Here's what every model had in common: the market was better. Not by a hair — by a mile. Our best Brier score (0.614) was 5% worse than the market's (0.585). Across thousands of predictions, three different modeling approaches, and dozens of parameter settings, we couldn't produce probability estimates that matched what Pinnacle was already offering. This is exactly what happened with our NBA ELO model. And it matches what Angelini & De Angelis found in their 2019 study of European betting markets: the Bundesliga is efficient. The odds already reflect the information we were trying to exploit.

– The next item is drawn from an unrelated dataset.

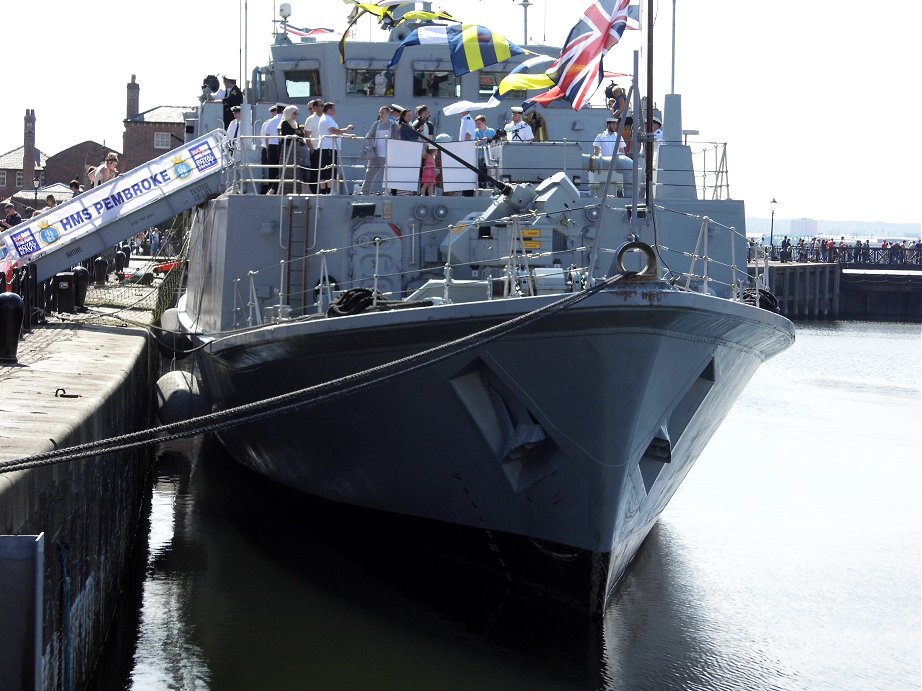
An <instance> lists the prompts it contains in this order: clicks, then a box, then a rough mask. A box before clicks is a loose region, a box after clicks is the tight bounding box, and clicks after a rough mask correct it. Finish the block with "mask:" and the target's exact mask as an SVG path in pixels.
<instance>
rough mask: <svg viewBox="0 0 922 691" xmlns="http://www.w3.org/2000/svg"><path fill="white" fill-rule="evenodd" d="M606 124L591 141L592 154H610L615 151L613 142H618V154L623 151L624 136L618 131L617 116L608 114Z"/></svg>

What About That 10% ROI Paper?

Here's the part nobody talks about. That paper reported ~10% ROI with a calibration layer (Isotonic Regression) that adjusted the model's raw probabilities. Without calibration? About 1% — which is exactly what we found. The calibration layer was responsible for 90% of the profit. We've seen this movie before. In our NBA work, the same calibration technique made things worse because we didn't have enough data. With 3,000+ football matches, the conditions are different. But the lesson stands: if your model only works with post-hoc probability adjustment, you probably don't have a real edge.

What Happens Next

The Bundesliga experiment is done. Three models tested, zero survived. But the infrastructure we built — the data pipelines, the backtesting engine, the team name mappings, the xG collection — all of that transfers directly to other leagues. Specifically, we're looking at leagues that academic research has flagged as potentially less efficient. Tomas pointed out early on that we were testing against one of the most efficient football markets in Europe. Elena had the design for a multi-league approach ready before we even ran the first backtest. The question isn't whether our models work. It's whether there exists a market where they work. Different question, different answer — possibly.

Disclaimer: This blog documents a research project. Nothing here constitutes financial or betting advice. Past results — especially negative ones — are presented for educational transparency.